DON LEMON (HOST): How do you defend that Corey, come on?
COREY LEWANDOWSKI: Look he's talking specifically if you think about what has taken place in Chicago and you look at the south side of Chicago.
LEMON: Chicago is an outlier
LEWANDOWSKI: No it's not an outlier.
LEMON: Yes it is.
LEWANDOWSKI: No. In the last 5 years more people have died in Chicago than in Afghanistan in the last 15 years.
LEMON: But Chicago doesn't happen in every single city. That's like saying Beverly Hills. America's not as rich as Beverly Hills. Well America will never be as rich as Beverly Hills and the crime rate among African Americans in cities are not ever going to be as high in any other city or most cities as it is in Chicago. Yes, it's horrible what's happening in Chicago, but that is an example that people use as an extreme.
LEWANDOWSKI: So let's take the city of Baltimore.
LEMON: Ok. Go on.
LEWANDOWSKI: More than 200 deaths have taken place in the city of Baltimore alone this year.
LEMON: Ok, so here, we keep saying all of these bad things. Do you know what has more to do with crime than anything? It's poverty, it’s not race.
LEWANDOWSKI: I agree with you.
[...]
LEWANDOWSKI: There's two things to point out. Now number one, Chicago has the toughest gun laws in the country, and they have more deaths than anywhere else
LEMON: What does that have to do with black people?
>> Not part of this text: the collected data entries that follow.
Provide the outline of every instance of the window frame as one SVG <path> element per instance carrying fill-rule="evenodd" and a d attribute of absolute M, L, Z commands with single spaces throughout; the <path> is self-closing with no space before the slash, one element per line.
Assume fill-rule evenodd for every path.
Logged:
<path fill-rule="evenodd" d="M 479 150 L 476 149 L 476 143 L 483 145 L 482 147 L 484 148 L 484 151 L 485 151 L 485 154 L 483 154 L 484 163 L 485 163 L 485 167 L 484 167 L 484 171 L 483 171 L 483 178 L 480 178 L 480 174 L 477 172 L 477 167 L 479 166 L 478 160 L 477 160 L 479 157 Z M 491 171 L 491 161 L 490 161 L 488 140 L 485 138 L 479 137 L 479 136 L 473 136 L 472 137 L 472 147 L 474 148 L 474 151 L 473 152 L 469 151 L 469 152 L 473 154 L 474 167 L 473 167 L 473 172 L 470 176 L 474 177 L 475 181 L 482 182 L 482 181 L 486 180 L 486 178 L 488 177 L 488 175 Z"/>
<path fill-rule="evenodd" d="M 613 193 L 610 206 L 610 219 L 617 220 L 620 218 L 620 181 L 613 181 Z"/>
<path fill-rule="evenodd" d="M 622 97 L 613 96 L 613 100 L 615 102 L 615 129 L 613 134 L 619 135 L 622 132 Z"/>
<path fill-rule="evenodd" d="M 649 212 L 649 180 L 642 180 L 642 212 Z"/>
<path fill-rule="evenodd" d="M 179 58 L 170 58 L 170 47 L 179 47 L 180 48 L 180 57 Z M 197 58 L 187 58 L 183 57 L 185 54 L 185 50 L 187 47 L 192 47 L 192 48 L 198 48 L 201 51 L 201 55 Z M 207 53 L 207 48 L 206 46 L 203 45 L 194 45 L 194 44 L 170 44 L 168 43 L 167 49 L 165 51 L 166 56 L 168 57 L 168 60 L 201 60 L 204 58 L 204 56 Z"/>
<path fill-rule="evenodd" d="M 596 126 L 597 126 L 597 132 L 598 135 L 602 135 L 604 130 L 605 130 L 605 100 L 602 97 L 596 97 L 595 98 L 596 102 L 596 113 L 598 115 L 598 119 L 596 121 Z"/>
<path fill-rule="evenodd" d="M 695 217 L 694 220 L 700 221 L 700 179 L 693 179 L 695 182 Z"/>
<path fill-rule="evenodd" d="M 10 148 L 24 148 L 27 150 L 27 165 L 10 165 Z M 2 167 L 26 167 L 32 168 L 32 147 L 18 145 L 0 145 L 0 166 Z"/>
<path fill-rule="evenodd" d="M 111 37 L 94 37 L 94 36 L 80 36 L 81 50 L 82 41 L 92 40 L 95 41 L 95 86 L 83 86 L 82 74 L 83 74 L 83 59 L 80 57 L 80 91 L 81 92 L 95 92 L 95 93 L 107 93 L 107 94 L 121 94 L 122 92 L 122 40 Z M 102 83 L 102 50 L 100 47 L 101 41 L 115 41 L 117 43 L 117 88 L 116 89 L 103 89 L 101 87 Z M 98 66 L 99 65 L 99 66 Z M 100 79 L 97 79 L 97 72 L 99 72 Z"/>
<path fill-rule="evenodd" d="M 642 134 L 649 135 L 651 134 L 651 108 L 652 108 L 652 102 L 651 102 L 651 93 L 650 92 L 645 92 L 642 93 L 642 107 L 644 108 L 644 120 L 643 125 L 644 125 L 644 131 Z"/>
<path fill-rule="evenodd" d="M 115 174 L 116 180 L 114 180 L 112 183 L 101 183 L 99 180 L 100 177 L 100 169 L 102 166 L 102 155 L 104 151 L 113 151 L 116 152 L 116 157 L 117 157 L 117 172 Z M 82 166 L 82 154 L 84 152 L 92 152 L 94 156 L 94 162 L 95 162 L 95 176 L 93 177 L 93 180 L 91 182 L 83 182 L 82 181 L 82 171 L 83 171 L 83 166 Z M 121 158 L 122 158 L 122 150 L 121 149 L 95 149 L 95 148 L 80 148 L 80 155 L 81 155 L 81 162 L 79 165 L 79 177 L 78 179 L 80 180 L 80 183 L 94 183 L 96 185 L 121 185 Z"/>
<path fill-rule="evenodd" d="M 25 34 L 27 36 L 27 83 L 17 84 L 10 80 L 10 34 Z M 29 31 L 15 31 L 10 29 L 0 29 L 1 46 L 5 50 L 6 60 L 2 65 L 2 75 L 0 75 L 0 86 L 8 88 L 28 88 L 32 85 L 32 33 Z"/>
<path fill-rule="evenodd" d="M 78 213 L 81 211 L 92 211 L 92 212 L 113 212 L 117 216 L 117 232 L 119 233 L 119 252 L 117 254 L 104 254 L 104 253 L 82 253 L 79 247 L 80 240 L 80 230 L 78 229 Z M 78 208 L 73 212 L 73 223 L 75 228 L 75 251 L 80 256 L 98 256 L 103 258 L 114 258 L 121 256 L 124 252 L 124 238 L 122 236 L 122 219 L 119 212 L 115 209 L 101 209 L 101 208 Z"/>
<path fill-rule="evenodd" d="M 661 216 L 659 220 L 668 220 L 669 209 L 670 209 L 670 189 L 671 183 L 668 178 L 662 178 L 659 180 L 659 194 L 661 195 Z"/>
LEWANDOWSKI: We talked about the issue of gun control. So let's just be clear, the city of Chicago has the toughest gun laws in the country. Number two: 26.4% of the African-American population lives in poverty. That's not my statistic, it's a fact. We could do better. More African-Americans today receive government assistance by four million than they did when Barack Obama took office.